Nick Holroyd is the foiling daggerboard design guru for SoftBank Team Japan. At the San Francisco Cup, he was the mastermind behind Emirates Team New Zealand’s 72ft catamaran’s foiling breakthrough when the Kiwis got the jump on opponents by being the first to make them foil. He left the Kiwi outfit with skipper Dean Barker in June. Along with other designers he brought on board the SoftBank program, Holroyd brought a wealth of intellectual property with him, too.

In a recent interview Holroyd said that “one real performance area where America’s Cup teams can differentiate themselves and put their research to0 work is in the daggerboards and the wetted surface they project and the drag they entail.”

Each challenger gets to design six boards for their AC45 test boats and only four final boards for their AC Class 50s. Teams may repair damaged boards, but are only allowed one design change per board and then only up to 30% of the weight. This can be significant as Holroyd points out but it takes time, up to three-to-four weeks to repair a badly damaged board.

Although building a new board is a three-month process, the time to build, test and learn a new board is more like seven months. This includes learning how to sail with the design and learning what the design limits are.

Each new board Holroyd said, “is a discovery. That’s the fun part. You have a period of design and work and then you put it into the boat where there is always some aspect of performance, design or behavior that is a surprise.”

“The “S” shaped foil is evolving for most teams, he adds, “because that shape moves the foil’s lift point more outboard from the boat creating more stability and more righting moment. But it also creates more drag. This is where we are making tradeoffs.”

“A less stable foil has less control and less drag and more speed… but if you can’t sail the boat in this less stable mode, that is not fast either.”
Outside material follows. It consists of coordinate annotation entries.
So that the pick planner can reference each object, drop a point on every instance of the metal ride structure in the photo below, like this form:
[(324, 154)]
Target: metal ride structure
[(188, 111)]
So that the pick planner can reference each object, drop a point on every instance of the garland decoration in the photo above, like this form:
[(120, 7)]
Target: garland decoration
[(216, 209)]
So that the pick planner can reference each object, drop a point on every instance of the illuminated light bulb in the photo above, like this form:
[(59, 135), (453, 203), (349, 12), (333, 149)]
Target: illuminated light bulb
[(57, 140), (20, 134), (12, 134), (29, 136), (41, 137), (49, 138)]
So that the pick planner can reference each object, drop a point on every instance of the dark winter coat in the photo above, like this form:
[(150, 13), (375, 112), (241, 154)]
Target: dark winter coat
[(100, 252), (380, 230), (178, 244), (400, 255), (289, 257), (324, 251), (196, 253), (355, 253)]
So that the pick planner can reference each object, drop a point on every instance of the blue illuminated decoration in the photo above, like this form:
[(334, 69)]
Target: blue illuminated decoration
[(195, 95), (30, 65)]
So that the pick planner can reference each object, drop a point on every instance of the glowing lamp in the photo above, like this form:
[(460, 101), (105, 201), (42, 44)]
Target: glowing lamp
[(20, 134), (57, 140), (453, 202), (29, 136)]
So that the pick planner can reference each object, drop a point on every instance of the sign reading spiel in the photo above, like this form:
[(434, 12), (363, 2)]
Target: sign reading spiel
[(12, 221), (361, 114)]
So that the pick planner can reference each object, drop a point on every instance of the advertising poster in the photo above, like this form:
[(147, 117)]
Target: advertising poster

At the slower wind speeds likely in May and June, the daggerboard foils need to be more efficient so the boats will be able to foil earlier. The ultimate goal is for the foils to fly the hulls at slower wind speeds. The span of the underwater wings for light air needs to be longer, a deeper draft. This is a real challenge for structural engineers as the board is more difficult to control as it flexes and as the crew changes the rake and cant positions.

Holroyd points out that in 6kts of wind the boats have both hulls in the water, slow sailing. In 6.5kts they will lift one hull and the speed will double from 6-12kts. In 7kts the boats foil and reach boat speeds of three times the speed of the wind. “There is a huge transition,” he says.

The next sets of foils will be quite different and there is little time for any significant changes.

Holroyd is watching for board failures on other teams as he assesses the structural engineering that other designers have chosen in an effort to solve as many of the performance tradeoffs as possible.

“To make these boats efficient you’re forced into making some extreme structures”, Holroyd said. “There’s an incentive in light air boards to have a lot of span — which is structurally difficult — and for heavy air boards you’re trying to design them to not cavitate, and that’s also structurally difficult.”

Asked how a team may fair if they had broken a foil during practice at this point in the competition, he said that the time to build a new dagger board has long since passed.

“You’re well inside the timeframe to built a new board in time so if you have a major structural issue at this point that warrants ‘open heart surgery’, that can take you off the water for three-to-four weeks.” These patients take a while to recover.

“If you were having structural issues in your boards at this stage of your campaign you would be nervous.”